ФИ: Я не веду записей. Во-первых, я ленив. Во-вторых, мои соображения находятся в постоянном движении, и записав что-то однажды, я быстро изменю позицию, перечитав, мне покажется нужным что-то вечно корректировать. Я когда-то пробовал, но я вижу несовершенство того, что я написал, и я это уничтожаю, потому что это не соответствует той правде, которая сейчас для меня является правдой. В конце концов запись проецирует собственную работу мысли на то, чтобы понравиться каким-то людям, находящимся во внешнем положении по отношению к себе. Меня же интересует внутренний процесс, для меня важен именно он. Мне важно не показаться красивым кому-то, а обрести тот смысл, ради которого я все это и делаю. А вот чтобы показаться красивым или некрасивым, существует такая форма, как искусство, и именно там создавая метафоры, я смогу это сделать. Если метафора удалась, для меня это великое благо, а дневниковость собственного проживания для меня очень утомительна. Я знаю людей, которые пишут дневники, но когда я читаю дневник, я вижу, что это форма доноса, а поскольку я жил в советское время и к доносам отношусь очень отрицательно, то меня это искренне коробит. Я недавно читал дневник Михаила Гробмана, у него была такая силовая линия описания всего. Буквально каждый день записывал, как амбарную книгу. Объединенное в книгу это выглядит как донос. Нусберг похожие вещи делал, и даже довел свой «дневник» до абсолютного доноса и абсолютной фальши, ибо старается в нем понравиться «госпоже истории», какой он себе ее представляет. И потом я знаю, какие люди слабые существа, как они хотят показаться другому или неким будущим людям очень значительными и важными, но эта «бочка» дегтя всегда будет присутствовать. И по контексту она будет считываться. Зачем же себя так позиционировать. Особенно интересно сравнивать дневники с реальными художественными работами, чаще всего это оказываются диаметрально противоположные вещи, почти китчевого характера. Самообнажение мне кажется нескромным. Кто я такой, чтобы всем демонстрировать, как я развивался. Почему это имеет сегодня такое первостепенное значение? Для культурологов это может быть полезно, наверное, а я художник и высказываюсь через метафору, а уж по ней можно судить, кто я такой.

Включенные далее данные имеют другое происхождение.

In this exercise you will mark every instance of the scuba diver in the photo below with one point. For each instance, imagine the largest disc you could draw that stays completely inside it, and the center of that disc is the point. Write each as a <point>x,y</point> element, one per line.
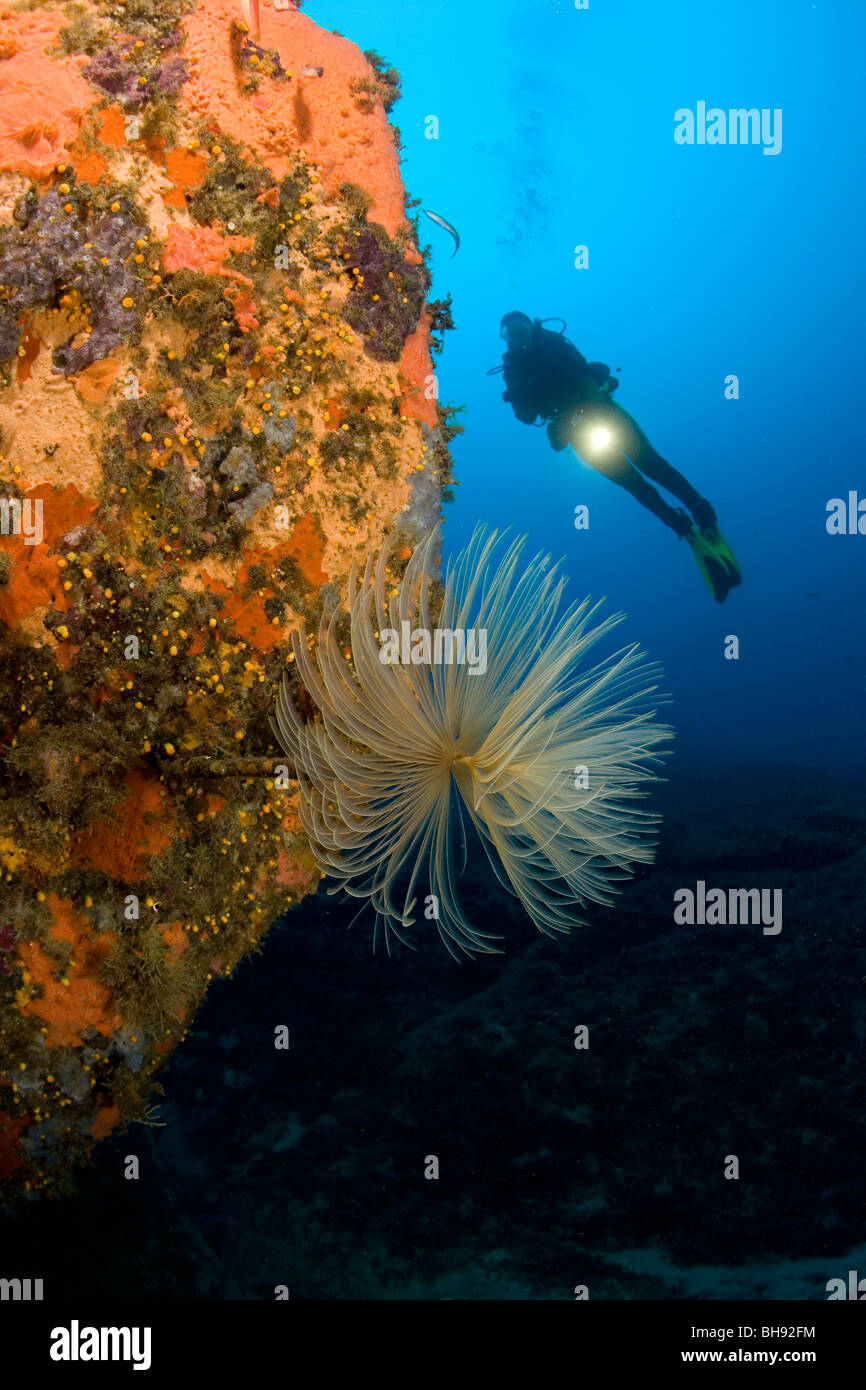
<point>546,377</point>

ОА: Категория «другого» одна из базовых для философии ХХ века. Этот другой, глазами которого мы на себя смотрим, необходимая вещь для осознания себя. И отсюда вопрос – а рассматриваете ли вы Нонну как постоянного другого? Ведете ли с ней постоянный диалог?
ФИ: Вы поставили очень правильный акцент. Да. Так как вообще мнение посторонних меня не очень интересует, а ее мнение очень важно для меня, потому что мы с ней вместе работаем. Тут дело такое, что действительно из себя не видно кто ты и что ты, для того чтобы себя увидеть, нужно выйти во внешнюю по отношению к себе позицию, внешний взгляд – это прерогатива окружающих тебя людей. Но, конечно, не все из этих людей имеют значение в собственных глазах, а ее мнение мне невероятно важно, так как мы не только соавторы, но и семья. Такая конструкция для меня правильна. А что касается восприятия мнения посторонних людей, то оно может восприниматься только если обладает аргументацией. А себя можно отрефлексировать только взглядом со стороны, есть 3 или 4 человека, мнение которых для меня важно, и Нонна – такой человек.
ОА: Нонна занимается графикой, верно? Является ли ваше искусство плодом этого диалога, или скорее оно идет изнутри одного из вас, а потом уже в процессе диалога корректируется?
ФИ: У нас скорее молчаливый диалог. Каких-то многословных обсуждений у нас не бывает, чаще всего все понятно уже по взгляду или жесту. Два человека, которые живут вместе так долго, как мы, чаще всего просто чувствуют друг друга. Я принимаю только абсолютную способность самоприсутствия в том или ином деле и неважно гениально или нет, но я вижу, что человек отдает всего себя и сам стараюсь делать так же. На максимальном излете своих возможностей. А заявлять о собственной гениальности я не считаю правильным, так как выходит, что гениев в России на один квадратный метр очень много, что нарушает привычный взгляд на жизнь. Но может быть кому-то это дает какую-то энергию для работы. Хотя, нельзя не согласиться с древними, которые говорили: «ты сам о себе свидетельствуешь, значит свидетельство твое не верно».
ОА: Для вас в целом важна категория «гениальности»? Поскольку в ХХ веке и само понятие гениальности было переосмыслено. Но вы часто обращаетесь к этой классической категории…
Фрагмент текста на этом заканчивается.